Gracias Madre is Newport Beach’s Newest Cocktail Hot Spot

So Fresa, So Clean. Photo by Greg Nagel

Two drinks into Gracias Madre’s deep cocktail list, I’m reminded of the beautiful painted lady butterflies that break from their chrysalides deep in the Mexican desert only to migrate north through California to mate. Their bright orange, red, and yellow hues fluttering by can be such a curiosity, especially when you’re apologizing when dozens inadvertently smash into your windshield on the 405 like paintballs. So sorry, painted ladies!

Chips, guacamole, and a Ha-My-Cah, Not Jamaica drink. Photo by Greg Nagel

Gracias’ bar manager Luis del Pozo is a butterfly of a different type: He’s sociable, he always has a colorful bowtie, and the drinks he crafts at the plant-based restaurant have migrated from south of the border. Sure, there’s a margarita and Paloma, but the flavors he pulls together using only diffuser-free tequilas and mezcals with pure organic ingredients are spirit-forward and balanced as a yoga pose, and the library of ingredients he sources make his program truly unique.

Thanks, mah! Photo by Greg Nagel

The cocktail So Fresa, So Clean, for example, blends muddled strawberry, Blanco Tequila, and cachaça into a fruity-frothy glass of bliss. The white meringue-like head on top isn’t your traditional egg white, it’s aquafaba, which is a vegan-friendly chickpea brine that’s flavorless and actually sticks around throughout the whole drink.

Plantain-chorizo enchiladas are so plump! Photo by Greg Nagel

The patio at Gracias Madre on a weeknight is packed with both dates and groups despite being a breezy winter night; their candles in front flicker wildly as their heat lamps give off a warm red afterglow across everyone’s cheeks. Inside, the bar is just as cheery as plates of sizzling food flow past, smelling somewhat like fajitas and satisfying warm masa.

Perhaps most surprising thing about the Gratitude-turned-Madre eatery is that executive chef Alan Sanz isn’t a devout plant-based eater, yet loves the challenge of creating from-scratch vegan Mexican food. It helps that he’s given a broad palette to paint from as the restaurant has their own organic farm in Norcal called the Be Love Farm.

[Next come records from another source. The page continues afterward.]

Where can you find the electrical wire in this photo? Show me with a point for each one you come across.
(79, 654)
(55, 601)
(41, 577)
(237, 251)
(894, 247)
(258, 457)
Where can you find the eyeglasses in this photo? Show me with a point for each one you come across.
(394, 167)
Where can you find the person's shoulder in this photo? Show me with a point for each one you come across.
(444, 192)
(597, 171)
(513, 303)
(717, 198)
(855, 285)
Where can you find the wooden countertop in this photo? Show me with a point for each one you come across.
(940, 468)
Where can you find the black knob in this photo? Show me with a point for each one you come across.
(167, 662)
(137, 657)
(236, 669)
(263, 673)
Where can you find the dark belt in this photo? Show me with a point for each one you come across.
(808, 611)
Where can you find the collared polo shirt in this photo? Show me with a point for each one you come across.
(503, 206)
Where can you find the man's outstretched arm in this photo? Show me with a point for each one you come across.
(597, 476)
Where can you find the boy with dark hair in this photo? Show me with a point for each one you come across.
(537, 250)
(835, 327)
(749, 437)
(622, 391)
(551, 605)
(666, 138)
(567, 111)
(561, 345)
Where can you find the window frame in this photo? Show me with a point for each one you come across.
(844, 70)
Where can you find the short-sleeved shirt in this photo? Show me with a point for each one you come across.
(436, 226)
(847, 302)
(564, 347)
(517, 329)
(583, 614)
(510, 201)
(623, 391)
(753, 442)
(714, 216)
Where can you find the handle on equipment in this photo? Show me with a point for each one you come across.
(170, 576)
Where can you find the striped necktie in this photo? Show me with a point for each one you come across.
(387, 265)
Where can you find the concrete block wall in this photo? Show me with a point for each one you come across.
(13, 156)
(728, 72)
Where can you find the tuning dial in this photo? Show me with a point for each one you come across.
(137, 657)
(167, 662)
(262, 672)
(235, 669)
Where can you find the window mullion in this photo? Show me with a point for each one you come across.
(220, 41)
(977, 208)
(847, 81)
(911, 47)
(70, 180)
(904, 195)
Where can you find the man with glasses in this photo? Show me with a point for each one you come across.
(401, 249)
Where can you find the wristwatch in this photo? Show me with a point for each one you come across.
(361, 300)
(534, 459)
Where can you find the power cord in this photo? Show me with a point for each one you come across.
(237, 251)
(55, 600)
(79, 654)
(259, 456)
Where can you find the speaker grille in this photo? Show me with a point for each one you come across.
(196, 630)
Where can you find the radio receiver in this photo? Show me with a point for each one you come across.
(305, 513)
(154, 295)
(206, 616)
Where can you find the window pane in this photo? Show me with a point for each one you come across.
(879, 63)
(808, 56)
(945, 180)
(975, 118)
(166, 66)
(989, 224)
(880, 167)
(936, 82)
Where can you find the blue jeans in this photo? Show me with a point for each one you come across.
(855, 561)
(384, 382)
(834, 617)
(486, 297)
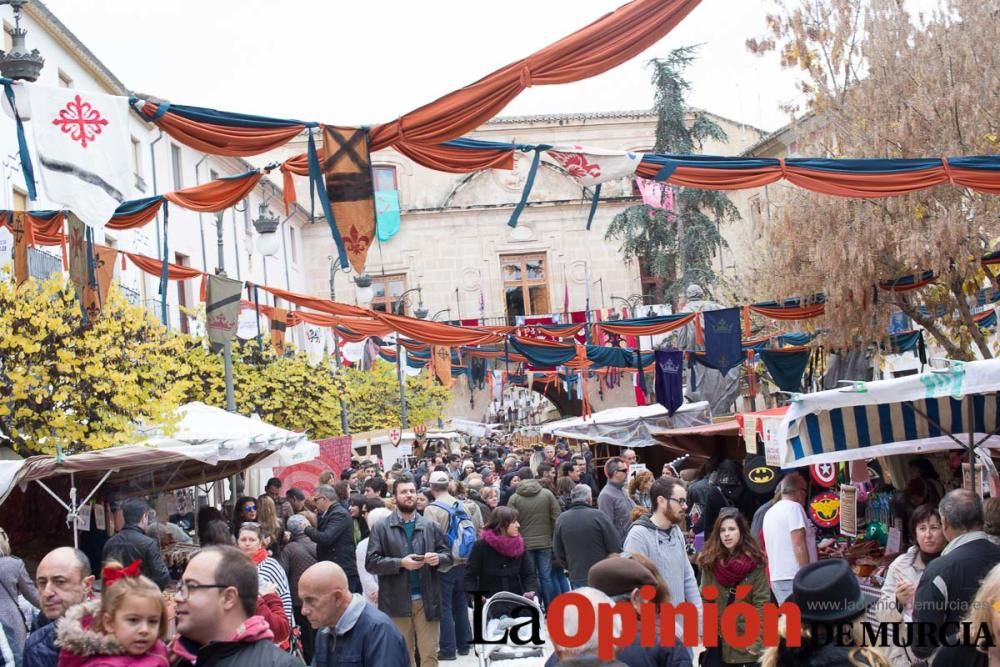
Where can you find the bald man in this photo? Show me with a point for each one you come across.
(63, 579)
(362, 635)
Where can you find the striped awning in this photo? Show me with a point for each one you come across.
(929, 412)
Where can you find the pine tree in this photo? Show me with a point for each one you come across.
(677, 246)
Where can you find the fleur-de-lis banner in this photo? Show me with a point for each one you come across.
(23, 239)
(94, 296)
(222, 308)
(279, 322)
(348, 172)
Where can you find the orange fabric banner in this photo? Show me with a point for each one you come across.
(604, 44)
(218, 139)
(215, 195)
(348, 172)
(94, 296)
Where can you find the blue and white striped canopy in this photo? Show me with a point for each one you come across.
(918, 413)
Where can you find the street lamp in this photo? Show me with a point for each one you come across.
(420, 312)
(364, 292)
(19, 63)
(266, 224)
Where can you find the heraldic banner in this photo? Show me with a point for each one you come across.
(222, 308)
(348, 172)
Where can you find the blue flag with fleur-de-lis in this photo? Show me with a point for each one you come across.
(723, 346)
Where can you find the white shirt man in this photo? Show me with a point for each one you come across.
(789, 537)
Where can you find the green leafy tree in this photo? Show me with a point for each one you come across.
(677, 246)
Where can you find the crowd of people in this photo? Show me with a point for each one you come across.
(381, 567)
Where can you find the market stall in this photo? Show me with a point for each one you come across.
(208, 444)
(853, 440)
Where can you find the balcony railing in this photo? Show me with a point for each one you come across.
(42, 264)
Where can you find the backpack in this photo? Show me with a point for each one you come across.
(461, 535)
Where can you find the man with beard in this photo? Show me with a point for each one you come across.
(659, 538)
(350, 632)
(407, 553)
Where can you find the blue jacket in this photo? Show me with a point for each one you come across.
(373, 641)
(40, 648)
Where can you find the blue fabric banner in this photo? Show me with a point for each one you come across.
(786, 368)
(670, 379)
(386, 213)
(723, 338)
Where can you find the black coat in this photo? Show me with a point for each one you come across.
(387, 546)
(584, 535)
(261, 653)
(130, 545)
(334, 538)
(489, 572)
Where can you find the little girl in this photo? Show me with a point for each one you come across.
(124, 628)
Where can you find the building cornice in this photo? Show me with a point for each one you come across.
(65, 37)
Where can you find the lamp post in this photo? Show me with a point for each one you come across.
(421, 313)
(227, 347)
(19, 63)
(344, 420)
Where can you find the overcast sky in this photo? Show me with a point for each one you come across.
(366, 62)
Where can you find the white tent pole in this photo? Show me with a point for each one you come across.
(72, 507)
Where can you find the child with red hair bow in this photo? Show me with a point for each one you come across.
(125, 628)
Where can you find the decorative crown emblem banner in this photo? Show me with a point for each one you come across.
(590, 166)
(723, 345)
(83, 145)
(348, 172)
(279, 323)
(222, 308)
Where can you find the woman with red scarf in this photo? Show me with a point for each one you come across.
(732, 558)
(497, 562)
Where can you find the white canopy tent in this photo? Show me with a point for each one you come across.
(957, 406)
(209, 444)
(630, 426)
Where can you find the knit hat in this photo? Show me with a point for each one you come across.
(617, 575)
(827, 591)
(439, 477)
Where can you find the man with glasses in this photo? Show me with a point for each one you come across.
(216, 622)
(334, 534)
(789, 536)
(614, 500)
(660, 538)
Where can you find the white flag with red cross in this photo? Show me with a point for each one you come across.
(82, 149)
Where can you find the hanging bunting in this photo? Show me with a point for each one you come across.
(441, 360)
(387, 215)
(348, 173)
(83, 145)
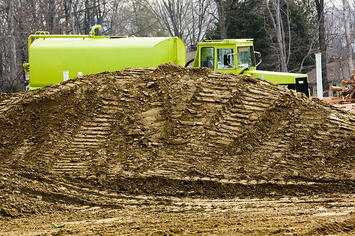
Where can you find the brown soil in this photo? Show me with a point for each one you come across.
(174, 150)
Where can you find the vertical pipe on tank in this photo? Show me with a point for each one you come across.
(319, 75)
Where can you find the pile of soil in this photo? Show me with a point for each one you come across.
(169, 131)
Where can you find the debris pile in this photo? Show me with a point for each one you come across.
(172, 131)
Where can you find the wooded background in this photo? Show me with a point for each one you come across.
(286, 32)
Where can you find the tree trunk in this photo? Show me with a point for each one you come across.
(221, 19)
(349, 47)
(322, 43)
(12, 43)
(280, 35)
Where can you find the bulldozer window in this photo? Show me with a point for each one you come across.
(207, 57)
(246, 57)
(225, 58)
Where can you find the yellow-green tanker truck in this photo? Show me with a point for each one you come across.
(56, 58)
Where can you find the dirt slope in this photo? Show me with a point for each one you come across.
(168, 132)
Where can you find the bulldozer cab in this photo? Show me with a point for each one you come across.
(229, 55)
(237, 56)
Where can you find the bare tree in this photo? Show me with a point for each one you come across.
(284, 47)
(322, 40)
(221, 18)
(346, 10)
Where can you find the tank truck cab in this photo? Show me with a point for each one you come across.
(237, 56)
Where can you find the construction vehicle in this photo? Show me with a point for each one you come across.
(56, 58)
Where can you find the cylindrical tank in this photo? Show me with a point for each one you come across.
(56, 59)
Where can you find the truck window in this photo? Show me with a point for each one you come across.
(246, 57)
(225, 58)
(207, 57)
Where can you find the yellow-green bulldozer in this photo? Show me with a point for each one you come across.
(56, 58)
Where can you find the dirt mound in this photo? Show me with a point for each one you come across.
(171, 132)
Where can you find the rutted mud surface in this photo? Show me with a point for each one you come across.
(149, 139)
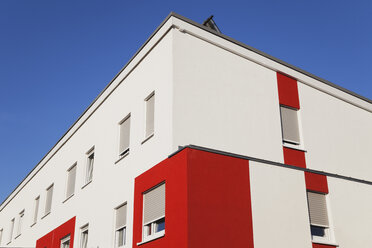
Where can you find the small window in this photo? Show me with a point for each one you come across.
(11, 230)
(20, 222)
(90, 163)
(124, 136)
(71, 178)
(150, 112)
(48, 201)
(36, 209)
(318, 214)
(290, 129)
(84, 237)
(120, 225)
(65, 242)
(154, 212)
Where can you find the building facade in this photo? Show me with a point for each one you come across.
(202, 141)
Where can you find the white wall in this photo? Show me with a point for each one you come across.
(224, 101)
(112, 182)
(279, 207)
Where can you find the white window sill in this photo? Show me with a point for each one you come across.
(147, 138)
(86, 184)
(295, 147)
(65, 200)
(122, 156)
(152, 238)
(45, 215)
(325, 242)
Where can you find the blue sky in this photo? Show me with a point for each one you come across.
(56, 56)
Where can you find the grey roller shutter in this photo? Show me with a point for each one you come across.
(150, 110)
(290, 125)
(121, 216)
(48, 202)
(124, 135)
(154, 204)
(71, 181)
(317, 209)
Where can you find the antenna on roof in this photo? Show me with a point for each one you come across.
(210, 23)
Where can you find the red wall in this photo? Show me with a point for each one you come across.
(207, 201)
(53, 238)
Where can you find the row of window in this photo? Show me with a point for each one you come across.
(71, 172)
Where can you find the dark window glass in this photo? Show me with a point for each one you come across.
(318, 231)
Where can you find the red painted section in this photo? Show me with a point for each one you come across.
(316, 182)
(172, 171)
(294, 157)
(207, 201)
(219, 202)
(323, 246)
(288, 91)
(53, 238)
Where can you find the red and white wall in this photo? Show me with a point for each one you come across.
(213, 93)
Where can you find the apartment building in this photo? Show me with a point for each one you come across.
(202, 141)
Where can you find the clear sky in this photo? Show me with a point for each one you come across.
(56, 56)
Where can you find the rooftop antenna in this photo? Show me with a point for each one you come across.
(210, 23)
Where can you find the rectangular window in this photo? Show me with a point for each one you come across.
(84, 237)
(65, 242)
(124, 136)
(290, 128)
(150, 112)
(90, 163)
(318, 214)
(71, 178)
(154, 212)
(36, 209)
(120, 225)
(20, 222)
(48, 201)
(11, 230)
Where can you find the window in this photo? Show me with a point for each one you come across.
(48, 201)
(154, 212)
(150, 110)
(65, 242)
(36, 209)
(318, 213)
(11, 230)
(124, 136)
(84, 237)
(290, 129)
(90, 163)
(120, 225)
(71, 178)
(20, 222)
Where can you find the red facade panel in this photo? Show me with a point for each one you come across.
(288, 91)
(294, 157)
(316, 182)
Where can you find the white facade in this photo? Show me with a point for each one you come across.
(211, 92)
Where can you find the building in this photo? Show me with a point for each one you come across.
(202, 141)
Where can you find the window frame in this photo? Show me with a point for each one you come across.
(152, 223)
(328, 233)
(147, 136)
(289, 142)
(68, 196)
(125, 151)
(123, 227)
(91, 152)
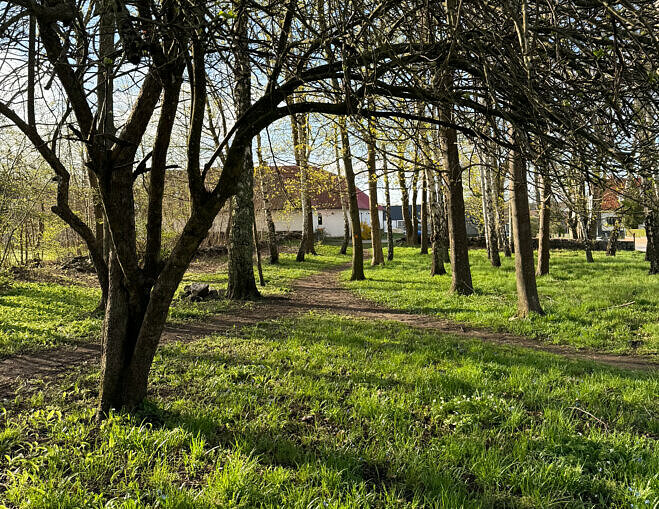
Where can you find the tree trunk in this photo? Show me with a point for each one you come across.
(343, 198)
(387, 198)
(652, 236)
(572, 224)
(543, 232)
(461, 271)
(258, 255)
(499, 213)
(300, 131)
(527, 291)
(265, 183)
(424, 214)
(415, 216)
(493, 242)
(121, 326)
(353, 206)
(437, 264)
(241, 284)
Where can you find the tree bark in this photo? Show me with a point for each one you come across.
(353, 206)
(543, 232)
(424, 214)
(499, 212)
(265, 184)
(258, 254)
(493, 243)
(437, 264)
(405, 206)
(527, 291)
(299, 129)
(376, 232)
(387, 198)
(652, 236)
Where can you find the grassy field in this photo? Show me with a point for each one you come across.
(36, 316)
(333, 412)
(610, 305)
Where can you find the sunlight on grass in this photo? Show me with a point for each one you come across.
(37, 316)
(609, 305)
(324, 411)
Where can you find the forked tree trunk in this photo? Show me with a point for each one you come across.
(266, 189)
(241, 284)
(376, 232)
(488, 213)
(405, 207)
(257, 249)
(121, 327)
(652, 236)
(457, 229)
(353, 206)
(299, 129)
(437, 264)
(499, 214)
(387, 198)
(543, 231)
(527, 291)
(343, 198)
(424, 214)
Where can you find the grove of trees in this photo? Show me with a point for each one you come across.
(126, 96)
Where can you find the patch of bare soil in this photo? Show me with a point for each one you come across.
(319, 292)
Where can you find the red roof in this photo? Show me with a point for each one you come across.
(283, 187)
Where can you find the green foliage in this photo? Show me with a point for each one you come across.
(584, 302)
(324, 411)
(34, 316)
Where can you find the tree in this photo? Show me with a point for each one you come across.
(264, 179)
(545, 221)
(376, 233)
(241, 284)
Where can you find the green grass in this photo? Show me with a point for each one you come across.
(587, 305)
(37, 316)
(42, 315)
(324, 411)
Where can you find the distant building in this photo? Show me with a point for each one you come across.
(283, 190)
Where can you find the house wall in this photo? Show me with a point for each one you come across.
(332, 220)
(291, 221)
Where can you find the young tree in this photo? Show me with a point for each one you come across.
(545, 221)
(265, 183)
(241, 284)
(376, 233)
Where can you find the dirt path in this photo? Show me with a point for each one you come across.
(319, 292)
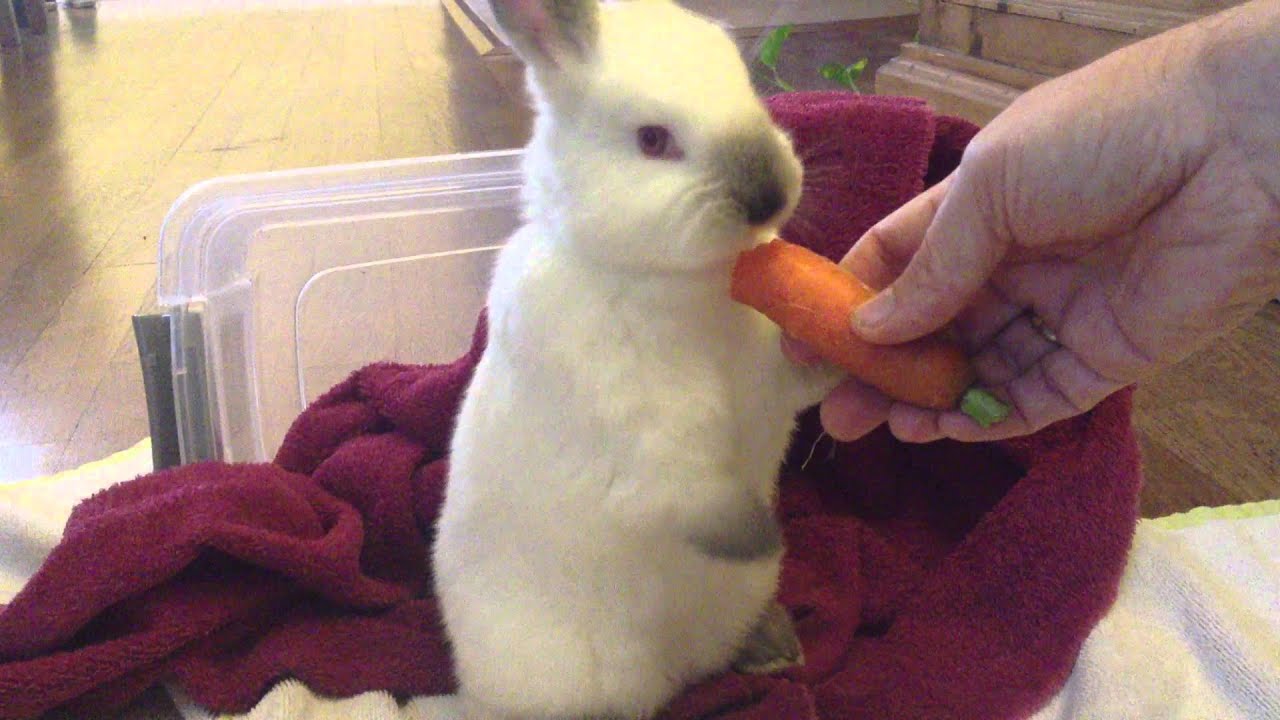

The gorditas are hollowed-out masa filled with tasty black beans, chorizo, and rice chicharrones. Photo by Greg Nagel

Definitely try the jamaica flautas that are light and crisp on the outside, yet earthy, floral, and tart on the inside. The guacamole, nacho cheese, parmesan, green sauce on top is piled high enough to top each bite with extra yummy bits. Pair it with the Ha-My-Cah Not “Jamaica” cocktail that amps up the bite with some jamaica syrup, lemon juice, rhubarb bitters, and fresh lime juice. Although the pairing is somewhat like matching denim jeans with a jean jacket, it somehow rocks harder than La Bamba!